16 lipca przebieg wciąż trwających prac naprawczych ks. proboszcz Włodzimierz Machura przedstawiał Księdzu Biskupowi Grzegorzowi Kaszakowi, który oglądał zniszczone budynki. Biskup zadeklarował finansowe wsparcie, które wraz ze środkami z ubezpieczenia pomoże parafii w koniecznych pracach naprawczych, m.in. wymianie pieców gazowych. Wstępna wycena strat to kilkadziesiąt tysięcy złotych.
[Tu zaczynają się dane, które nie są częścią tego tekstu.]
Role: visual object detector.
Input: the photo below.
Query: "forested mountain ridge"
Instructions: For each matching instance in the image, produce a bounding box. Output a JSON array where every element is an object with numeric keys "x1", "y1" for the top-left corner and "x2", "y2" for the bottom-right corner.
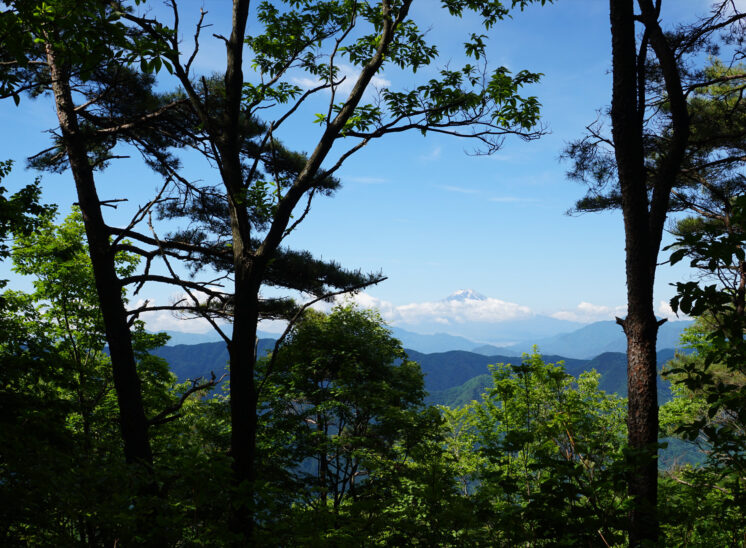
[
  {"x1": 151, "y1": 340, "x2": 678, "y2": 406},
  {"x1": 152, "y1": 339, "x2": 275, "y2": 384},
  {"x1": 424, "y1": 349, "x2": 679, "y2": 407}
]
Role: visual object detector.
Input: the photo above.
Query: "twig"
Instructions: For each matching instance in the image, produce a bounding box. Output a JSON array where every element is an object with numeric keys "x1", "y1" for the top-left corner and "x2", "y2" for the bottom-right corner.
[
  {"x1": 147, "y1": 213, "x2": 231, "y2": 345},
  {"x1": 148, "y1": 372, "x2": 227, "y2": 426}
]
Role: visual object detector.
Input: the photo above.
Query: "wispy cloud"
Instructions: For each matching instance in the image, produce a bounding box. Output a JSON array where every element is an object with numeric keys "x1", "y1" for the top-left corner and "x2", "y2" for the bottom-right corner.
[
  {"x1": 418, "y1": 145, "x2": 442, "y2": 162},
  {"x1": 347, "y1": 176, "x2": 389, "y2": 184},
  {"x1": 551, "y1": 301, "x2": 627, "y2": 323},
  {"x1": 438, "y1": 184, "x2": 479, "y2": 194},
  {"x1": 489, "y1": 196, "x2": 535, "y2": 203},
  {"x1": 291, "y1": 64, "x2": 390, "y2": 96}
]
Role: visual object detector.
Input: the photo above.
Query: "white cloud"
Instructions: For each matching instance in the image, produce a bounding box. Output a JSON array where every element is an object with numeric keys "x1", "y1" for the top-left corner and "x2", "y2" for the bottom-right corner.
[
  {"x1": 141, "y1": 309, "x2": 217, "y2": 334},
  {"x1": 291, "y1": 64, "x2": 390, "y2": 96},
  {"x1": 438, "y1": 184, "x2": 479, "y2": 194},
  {"x1": 258, "y1": 319, "x2": 289, "y2": 334},
  {"x1": 133, "y1": 295, "x2": 224, "y2": 335},
  {"x1": 658, "y1": 300, "x2": 689, "y2": 322},
  {"x1": 419, "y1": 145, "x2": 442, "y2": 162},
  {"x1": 335, "y1": 291, "x2": 533, "y2": 325},
  {"x1": 551, "y1": 301, "x2": 627, "y2": 323}
]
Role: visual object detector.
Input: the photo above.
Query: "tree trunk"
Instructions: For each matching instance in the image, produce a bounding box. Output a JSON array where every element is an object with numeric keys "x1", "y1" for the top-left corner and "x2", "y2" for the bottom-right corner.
[
  {"x1": 213, "y1": 0, "x2": 400, "y2": 539},
  {"x1": 610, "y1": 1, "x2": 690, "y2": 544},
  {"x1": 620, "y1": 308, "x2": 660, "y2": 544},
  {"x1": 227, "y1": 262, "x2": 261, "y2": 541},
  {"x1": 609, "y1": 1, "x2": 659, "y2": 543},
  {"x1": 45, "y1": 44, "x2": 154, "y2": 470}
]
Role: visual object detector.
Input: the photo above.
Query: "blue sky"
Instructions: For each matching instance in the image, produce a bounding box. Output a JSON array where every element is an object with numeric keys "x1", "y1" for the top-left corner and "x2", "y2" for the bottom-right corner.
[{"x1": 0, "y1": 0, "x2": 716, "y2": 335}]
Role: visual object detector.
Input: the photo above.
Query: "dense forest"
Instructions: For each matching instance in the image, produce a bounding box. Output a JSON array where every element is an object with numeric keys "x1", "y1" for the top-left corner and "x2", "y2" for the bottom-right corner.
[{"x1": 2, "y1": 0, "x2": 746, "y2": 546}]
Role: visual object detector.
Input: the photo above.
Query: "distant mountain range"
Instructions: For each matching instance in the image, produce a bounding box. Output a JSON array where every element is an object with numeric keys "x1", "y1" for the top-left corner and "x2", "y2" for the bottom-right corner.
[
  {"x1": 152, "y1": 339, "x2": 682, "y2": 411},
  {"x1": 150, "y1": 320, "x2": 697, "y2": 466},
  {"x1": 160, "y1": 316, "x2": 693, "y2": 359},
  {"x1": 388, "y1": 327, "x2": 488, "y2": 354},
  {"x1": 368, "y1": 289, "x2": 585, "y2": 345},
  {"x1": 392, "y1": 316, "x2": 584, "y2": 347},
  {"x1": 159, "y1": 329, "x2": 285, "y2": 346},
  {"x1": 381, "y1": 318, "x2": 691, "y2": 358},
  {"x1": 157, "y1": 288, "x2": 693, "y2": 355},
  {"x1": 474, "y1": 320, "x2": 693, "y2": 359}
]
Szybkie uprzątnięcie plebanii i otoczenia możliwe było dzięki zaangażowaniu parafian, którzy - jak relacjonuje proboszcz - niemal od razu zjawili się na miejscu z gotowością do działania. Słowa wdzięczności należą się druhom z OSP z Wojkowic Kościelnych i Góry Siewierskiej, którzy wypompowywali wodę. Następnego dnia skuto tynki i uprzątnięto teren, rozpoczynając osuszanie ścian z zaangażowaniem specjalistycznych maszyn. Jeden z parafian przywiózł też ziemię, z której usypany został podwyższony wał, mający zabezpieczyć parafię na przyszłość przed tego typu przykrymi konsekwencjami ulewnych deszczów.